First and foremost, our results rely on statistical methods that focus on averages rather deep analysis of particular cases, which means that important nuances of local context and events are subsumed for the sake of generalizability. While we believe this approach offers a useful complement to case study research, it also means that our findings and implications will not necessarily apply to all cases, past or present. This point is especially relevant with regard to ongoing recovery along the Gulf Coast following Hurricanes Katrina and Rita, especially in New Orleans, where flood damage and long-term displacement were particularly acute. While only time will tell how this region will recover over the long term, recent studies of return migration to the area suggest that its recovery will likely involve socioeconomic polarization but not substantial population growth (Fussell and Elliott 2009; Fussell et al. 2010; Groen and Polivka 2010). If this is true, it suggests that there may be important exceptions to general patterns uncovered by our study and that these exceptions may be more likely in extreme events. Again, though, only time will tell, and certainly there has been evidence of population growth in some of the least-damaged areas of New Orleans, mainly along the higher ground stretching upriver from the French Quarter through Uptown neighborhoods (Liu et al. 2011).

Another limitation of our study is that it focused on net demographic change, which, while useful, does not reveal the underlying population flows involved. It simply points to where to look further. For example, one reason that local populations may increase in areas hit by environmental hazards may not only be because government programs and insurance policies fuel aggregate growth, but because former residents who left the area before the hazard feel a strong call home to help rebuild and reconnect with friends and family in the damaged area. Anecdotes of this sort were numerous in New Orleans after Hurricane Katrina (cf: Stringfield 2010) and receive more general treatment in Solnit’s (2009) book, A Paradise Built in Hell. This potential source of in-migration invites deeper ethnographic study of new and return migrants to disaster recovery zones and encourages similar in-depth investigations of poor residents in these same areas: Are they primarily new arrivals, or long-time residents disadvantaged by local recovery efforts? Investigating these types of questions would complement existing research on population and the environment by linking with related research on migrant labor, racialized re-settlement policies, and the war against the poor, to name only a few, prominent areas of public concern.

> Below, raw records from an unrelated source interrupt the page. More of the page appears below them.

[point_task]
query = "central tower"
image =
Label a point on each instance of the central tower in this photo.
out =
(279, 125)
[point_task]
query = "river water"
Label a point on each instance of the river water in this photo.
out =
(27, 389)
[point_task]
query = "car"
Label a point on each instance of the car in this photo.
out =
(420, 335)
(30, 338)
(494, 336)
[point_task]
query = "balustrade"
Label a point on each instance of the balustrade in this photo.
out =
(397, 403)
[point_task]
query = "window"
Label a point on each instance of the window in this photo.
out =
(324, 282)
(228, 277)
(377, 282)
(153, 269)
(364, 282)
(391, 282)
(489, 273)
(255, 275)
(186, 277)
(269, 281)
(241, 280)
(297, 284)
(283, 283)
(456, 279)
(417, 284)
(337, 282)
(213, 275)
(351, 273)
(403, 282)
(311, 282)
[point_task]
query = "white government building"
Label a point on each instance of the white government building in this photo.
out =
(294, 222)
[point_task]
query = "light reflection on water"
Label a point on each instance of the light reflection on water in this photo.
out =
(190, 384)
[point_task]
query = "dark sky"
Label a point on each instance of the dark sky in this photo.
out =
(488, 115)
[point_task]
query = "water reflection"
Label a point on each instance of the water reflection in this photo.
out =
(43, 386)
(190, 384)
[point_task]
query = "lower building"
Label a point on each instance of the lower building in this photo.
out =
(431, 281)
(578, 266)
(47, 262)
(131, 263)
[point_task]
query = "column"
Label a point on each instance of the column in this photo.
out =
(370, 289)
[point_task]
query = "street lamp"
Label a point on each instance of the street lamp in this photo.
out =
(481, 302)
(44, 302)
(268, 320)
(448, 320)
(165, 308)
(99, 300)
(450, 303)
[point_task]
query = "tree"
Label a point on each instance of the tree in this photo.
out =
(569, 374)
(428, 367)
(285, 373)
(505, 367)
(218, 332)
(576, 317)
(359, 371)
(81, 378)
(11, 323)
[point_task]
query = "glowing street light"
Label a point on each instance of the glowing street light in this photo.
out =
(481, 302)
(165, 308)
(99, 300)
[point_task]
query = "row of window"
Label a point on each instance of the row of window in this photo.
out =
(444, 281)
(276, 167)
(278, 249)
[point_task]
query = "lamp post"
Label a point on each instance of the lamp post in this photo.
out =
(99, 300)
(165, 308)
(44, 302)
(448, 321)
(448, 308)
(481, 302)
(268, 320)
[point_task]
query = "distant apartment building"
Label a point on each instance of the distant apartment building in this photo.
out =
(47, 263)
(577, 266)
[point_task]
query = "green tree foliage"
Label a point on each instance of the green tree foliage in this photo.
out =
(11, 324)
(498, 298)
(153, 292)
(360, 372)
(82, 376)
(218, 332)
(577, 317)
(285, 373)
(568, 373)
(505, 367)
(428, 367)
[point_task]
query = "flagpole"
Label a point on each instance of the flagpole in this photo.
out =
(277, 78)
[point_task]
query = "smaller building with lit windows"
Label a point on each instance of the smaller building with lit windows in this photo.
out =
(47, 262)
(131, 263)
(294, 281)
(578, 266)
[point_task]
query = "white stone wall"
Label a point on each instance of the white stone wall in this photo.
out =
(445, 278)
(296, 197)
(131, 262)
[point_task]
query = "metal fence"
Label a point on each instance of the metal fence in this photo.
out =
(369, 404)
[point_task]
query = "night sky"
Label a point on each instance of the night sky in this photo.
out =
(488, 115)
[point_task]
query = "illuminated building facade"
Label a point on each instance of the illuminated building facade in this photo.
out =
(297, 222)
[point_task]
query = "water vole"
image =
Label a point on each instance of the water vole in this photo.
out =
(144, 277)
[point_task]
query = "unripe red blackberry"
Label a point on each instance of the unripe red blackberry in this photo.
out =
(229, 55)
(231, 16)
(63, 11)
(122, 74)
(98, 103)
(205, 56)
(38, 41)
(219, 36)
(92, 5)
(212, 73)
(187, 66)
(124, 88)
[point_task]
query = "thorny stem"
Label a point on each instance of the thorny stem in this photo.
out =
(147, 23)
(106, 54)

A third limitation and area for future research involves the timing of local changes relative to observed hazards. In the present study, we followed the approach of classic research and examined aggregate, contemporaneous changes over the course of a given decade, looking for general patterns. We also conducted supplemental analyses that examined broad differences between earlier and later disaster damage and its correlation with local demographic change. Future studies might develop more refined analyses of when exactly a given hazard struck and when observed changes in local populations not only occurred but peaked (e.g., Plyer et al. 2010). This line of inquiry would strengthen causal arguments and invite more detailed analysis of exactly how and when recovery funds become available to different factors in affected areas and how this, in turn, influences long-term recovery. We look forward to more research along these lines in the future.